Nel 2004 cade il decennale delle prime elezioni libere che segnarono la fine ufficiale dell'apartheid sudafricano.
Questa ricorrenza è l'occasione giusta per ricordare che la lotta contro la segregazione razziale non è stata combattuta soltanto con le armi della politica e della diplomazia, ma anche con la musica. In particolare con il jazz, dato che l'apartheid era nato per impedire quel dialogo culturale fra bianchi e neri che ha trovato in questa musica una delle espressioni più alte. Del resto il jazz, nato dalla volontà di riscatto della comunità afroamericana, non poteva restare muto davanti al regime razzista di Pretoria. Se lo avesse fatto avrebbe negato le proprie origini: come un organismo che avvertiva il ritorno di un pericolo già noto, la musica afroamericana doveva lottare contro l'apartheid.
A questa lotta parteciparono musicisti bianchi e neri, sudafricani ed europei, che proprio suonando insieme intendevano rappresentare una sfida permanente al regime che vietava lo scambio culturale fra gli artisti di colore e quelli di origine europea.
Uno dei casi più interessanti è quello di Chris MacGregor, pianista e direttore d'orchestra bianco, che nel
1964 lasciò il Sudafrica
perché non poteva più tollerare l'apartheid. Si stabilì a Londra, dove iniziò una fruttuosa collaborazione con i jazzisti inglesi e con altri esuli sudafricani: artisti di valore come
Elton Dean, Marc Charig e Dudu Pukwana, animatori di una stagione musicale entusiasmante. L'orchestra originaria di MacGregor si chiamava Blue Notes, ma dopo l'arrivo in Gran Bretagna venne ribattezzata
Brotherhood of Breath. Questo nome ("confraternita del respiro") sintetizzava in maniera perfetta la volontà di suonare insieme, bianchi e neri, con il massimo dell'energia vitale.

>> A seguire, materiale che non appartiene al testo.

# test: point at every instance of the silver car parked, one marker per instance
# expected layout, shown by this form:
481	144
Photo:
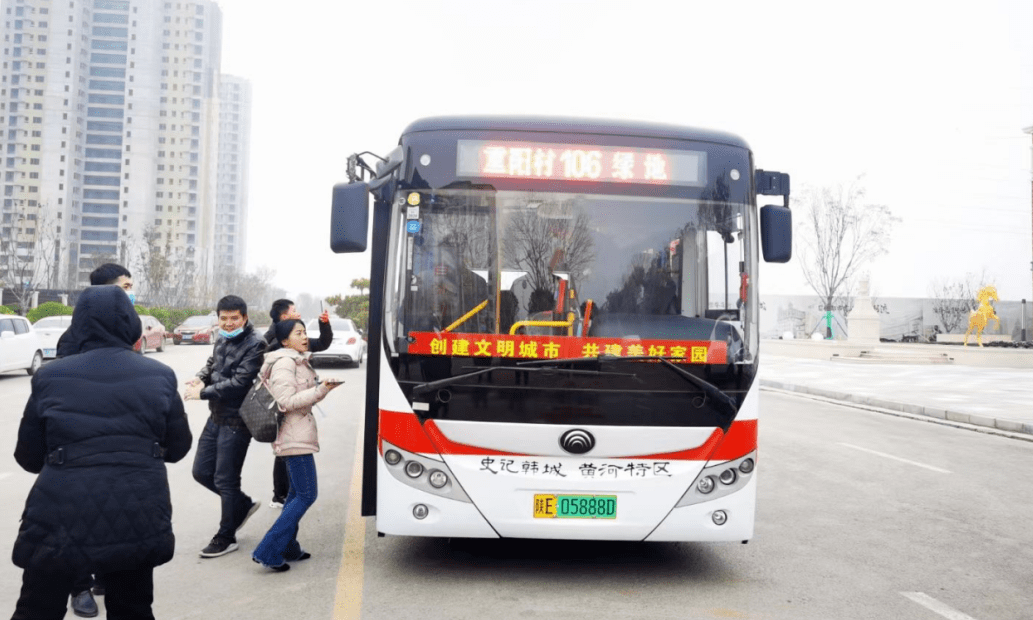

Un ottimo esempio della sua musica ci viene fornito da questo disco doppio, registrato in tre concerti europei che ebbero luogo fra il
1971 e il 1975. In questo magma pulsante confluiscono i ritmi
xhosa, le tipiche sonorità della big band e quelle dell'improvvisazione britannica. Merita un plauso sincero l'etichetta
Cuneiform, che da vari anni sta ristampando materiale prezioso ormai introvabile.